Einer der Fahrer informierte ihn, dass unterwegs weitere Fahrgäste zusteigen würden. „Hier in den Townships?“ wollte Jacko wissen.

„Wo denn sonst,“ die Blicke der Fahrer straften ihn mit einem Ausdruck, der bedeutete, dass er anscheinend keine Ahnung von Afrika hatte.

Dafür hatte er Angst. Nachdem ihn ein Stossgebet auch nicht beruhigte, versuchte Jacko die Situation möglichst klar einzuschätzen: Mit den Fahrern würde er fertig werden, falls die ein krummes Ding planten. Das waren alte Männer und sie machten zudem einen leicht betrunkenen oder zumindest sehr müden Eindruck.

Aber wo würden sie ihn hinbringen und wer, oder was würde ihn dort erwarten?

„Don't worry, be happy,“ grinste der einer von ihnen erneut nach hinten und schüttete dazu ein undefinierbares Pulver aus einem Briefumschlag in seine Trinkflasche.

Die Minuten wurden unendlich lange für Jacko, der längst keine Ahnung mehr hatte, in welchem Teil von Kapstadt sie sich befanden. Nach einer halben Stunde fuhren sie an eine Tankstelle, wo man von ihm das Fahrgeld verlangte, um Benzin tanken zu können.

‚Besser er stieg hier aus,‘ zuckte es wie ein Blitz durch seinen Kopf.

‚Nachts im Township? - Auf keinen Fall.‘

Soviel wusste inzwischen auch Jacko von Südafrika.

Als sie schon fast fertig getankt hatten, trat ein Mann mit einer jungen Frau, die wohl seine Tochter war, zum Bus und verhandelte mit einem der Fahrer. Als sich die beiden einig waren, stieg das Mädchen ein. Sie setzte sich neben Jacko und alles schien ganz normal zu sein. Jacko fiel ein Stein vom Herzen, denn jetzt war er wenigstens nicht mehr der einzige Fahrgast. Danach fuhren sie so schnell, wie es der klapprige Bus zuliess, durch die afrikanische Nacht. Er wusste nicht, wann sie ankommen würden und von den Fahrern erhielt er keine eindeutige Antwort, weil sie es womöglich selber nicht wussten. Die waren beide sehr müde und weil sie seine Unruhe natürlich bemerkt hatten, womöglich auch noch beleidigt.

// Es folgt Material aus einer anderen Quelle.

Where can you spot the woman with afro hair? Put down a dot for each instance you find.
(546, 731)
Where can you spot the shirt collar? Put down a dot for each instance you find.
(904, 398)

„Mach dir keine Sorgen. Wir kümmern uns um dich und werden dir helfen, in ‚Ladismith‘ ein Hotel zu finden,“ waren die letzten Worte gewesen, die er mit ihnen wechselte.

Inzwischen war es elf Uhr und stockdunkle Nacht. Eine Zeit, in der man in Südafrika auch als Schwarzer besser nicht mehr alleine unterwegs war.

Jacko kämpfte gegen die Müdigkeit.

Obwohl es ein langer und aufreibender Tag gewesen war, wollte er auf keinen Fall einschlafen, bevor er in einem sicheren Bett lag. Nach weiteren drei Stunden holperten sie endlich an einer Ortstafel vorbei: ‚Swellendam‘ und nicht ‚Ladismith‘, stand auf dem Schild, aber hier müsse er aussteigen, meinte der eine der Fahrer. Kurz danach hielten sie vor einem Hotel, das allerdings teuer aussah. Auf seine Frage, ob es hier kein BnB gebe, erhielt er keine Antwort. Das wäre natürlich billiger gewesen. Trotzdem wunderte er sich selber über seine Frage und war froh, dass der Fahrer wenigstens wartete, bis er abgeklärt hatte, ob hier ein Zimmer frei war. Danach ratterte der Bus ohne grosse Abschiedsworte weiter.

‚Danke und gute Nacht,‘ wünschte Jacko zum Sternenhimmel hinauf und war davon überzeugt, dass er gerade einen verrückten Tag überlebt hatte.

Bald darauf schlief er in seinem teuren, aber sicheren Hotelbett ein.